Calling all aspiring spooks. Robert Hannigan, director of Britain’s security and intelligence organisation GCHQ, has included a rather tantalising puzzle with his Christmas card this year. He hopes that it will exercise your grey cells over the holiday period.

If you can solve the puzzle, along with the others that it will lead to, you can email the solution to GCHQ (the Government communications headquarters) before January 31. A winner will be drawn from all the correct answers – and doubtless be named to much fanfare.

So what do you need to do to be in with a chance?

The puzzle requires that you shade in squares on the 25x25 grid shown above. But which ones? Well, a few of the “black” squares have been completed for you, but most you will have to do yourself. By way of a clue, each row and cell has a sequence of numbers attached to it. The numbers represent a sequence of shaded cells, that need to separated from each other by at least one blank cell. For example, the row marked “7 3 1 1 7” should contain a sequence of seven shaded cells, followed by at least one blank cell, then three shaded cells, followed by at least one blank cell – and so on. The problem is made trickier because each horizontal row intersects a vertical column, each with its own sequence code.

## Paper and pen

So how do you reach the solution? One way of cracking it is to resort to old-fashioned paper and pen. Just sit down, put on your thinking cap and try to reason it out.

It is not that difficult to get started. In fact, it is already started, and it is easy to fill in a few more squares. Take a look at row 22 on the horizontal axis – the one that has the sequence “1 3 1 3 10 2”. These numbers add up to 20 and as there are six blocks, you need at least five blank squares to separate them. As we only have 25 squares in the row, this pattern can only fit in one way – the first square in the row has to be shaded, and the rest just follow, with only one blank square between each run of shaded squares.

Are there any others like this? Column seven (“7 1 1 1 1 1 7”) sums up to 19. As we have seven numbers we need at six least separators. This also adds up to 25, so this row is easy to complete, too. The figure below shows the grid once we have filled in row 22 and column seven (the blank squares are marked in yellow).

Any others where the row or column is also easy to complete? Yes, but I’ll leave it to you to find them.

Once you have completed the “easy” rows/columns, you then need to start looking for other ways of completing the remaining rows and columns, or even reasoning about individual cells. In many ways, it is like completing a Sudoku puzzle. You should find that you never have to guess, but perhaps using a pencil and having a rubber to hand might be a good idea.

One more hint, colour in the blank squares, too – just use a different shade. This might sound obvious but leaving a square blank, once you have determined that it “must” be blank, might mean that it gets mistakenly shaded later. You can see in the figure above that I’ve have coloured the blank squares yellow, so we know that we should not make them black later.

## Getting mathematical

If you don’t want to exercise the brain, you can get a computer to do it for you.

Jean Francois Puget presents one such – **SPOILER ALERT: the next link reveals the solution** – methodology, which is based on mixed integer programming.

You define the problem using variables, zeroes for white cells and ones for black cells. You next define constraints. For example, each row/column has to have the correct sequence of blacks cells in each row/column, separated by at least one white cell. You also need to define an objective function. This is usually something you are trying to minimise (for example, waste) or maximise (for example, profit). In the case of this puzzle, there is nothing to minimise or maximise, as once we have a valid solution we cannot improve on it.

Once we have defined the variables, constraints and objection function, we can hand it over to one of the many solvers that are available online and it will return the solution.

The downside of mathematical approaches to complex problems is that there may be a solution, but it could take millions of years to find it.
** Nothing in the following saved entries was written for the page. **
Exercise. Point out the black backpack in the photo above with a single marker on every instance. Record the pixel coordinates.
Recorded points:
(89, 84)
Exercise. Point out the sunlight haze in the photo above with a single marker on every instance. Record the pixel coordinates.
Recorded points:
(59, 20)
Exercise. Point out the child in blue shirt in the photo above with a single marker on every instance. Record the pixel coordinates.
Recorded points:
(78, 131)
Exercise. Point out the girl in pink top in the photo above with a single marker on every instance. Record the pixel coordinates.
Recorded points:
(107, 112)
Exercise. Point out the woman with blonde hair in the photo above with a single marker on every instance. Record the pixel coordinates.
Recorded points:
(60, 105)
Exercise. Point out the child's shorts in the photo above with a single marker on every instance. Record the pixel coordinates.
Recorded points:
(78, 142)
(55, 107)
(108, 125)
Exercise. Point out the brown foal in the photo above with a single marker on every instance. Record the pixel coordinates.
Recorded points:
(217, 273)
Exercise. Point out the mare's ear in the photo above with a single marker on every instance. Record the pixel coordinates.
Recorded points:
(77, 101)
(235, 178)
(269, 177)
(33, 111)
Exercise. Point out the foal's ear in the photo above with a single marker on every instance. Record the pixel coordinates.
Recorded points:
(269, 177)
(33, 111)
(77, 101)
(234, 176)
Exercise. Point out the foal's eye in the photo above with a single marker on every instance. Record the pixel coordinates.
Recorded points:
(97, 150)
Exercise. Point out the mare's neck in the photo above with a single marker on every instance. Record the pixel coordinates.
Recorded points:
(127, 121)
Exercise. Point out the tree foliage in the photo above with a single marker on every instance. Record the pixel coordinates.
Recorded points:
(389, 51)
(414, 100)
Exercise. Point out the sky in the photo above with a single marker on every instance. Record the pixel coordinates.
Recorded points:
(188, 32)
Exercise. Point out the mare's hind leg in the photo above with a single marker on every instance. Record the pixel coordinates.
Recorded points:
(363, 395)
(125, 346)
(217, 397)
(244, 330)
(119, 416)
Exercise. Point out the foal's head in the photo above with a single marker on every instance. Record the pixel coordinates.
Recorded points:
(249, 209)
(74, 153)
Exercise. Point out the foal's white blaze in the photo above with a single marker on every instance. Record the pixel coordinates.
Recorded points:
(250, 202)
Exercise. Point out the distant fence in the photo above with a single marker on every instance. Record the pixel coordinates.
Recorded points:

Fortunately, this puzzle can be solved quickly.

## Other approaches

If you don’t fancy either of the above two approaches, there are many other options. In a previous article we discussed how ants could be used to solve chess puzzles. So if ants can play chess, they could certainly solve the GCHQ puzzle.

Whether it is worth the effort to develop the computer model required, however, is open to debate. The same could also be argued for the many other meta-heuristic approaches. Almost any of them could solve this puzzle, but is it worth the development effort?

The puzzle has generated a lot of media interest and many people are trying to solve it. As we have shown above, there are already solutions on the internet and there is even more information about the subsequent puzzles on Reddit. That does seem to go against the spirit of the puzzle, however, and the spirit of the season. Why not just print the grid, get out a pen and exercise the grey matter sometime over the festive period? You may even win the honest way.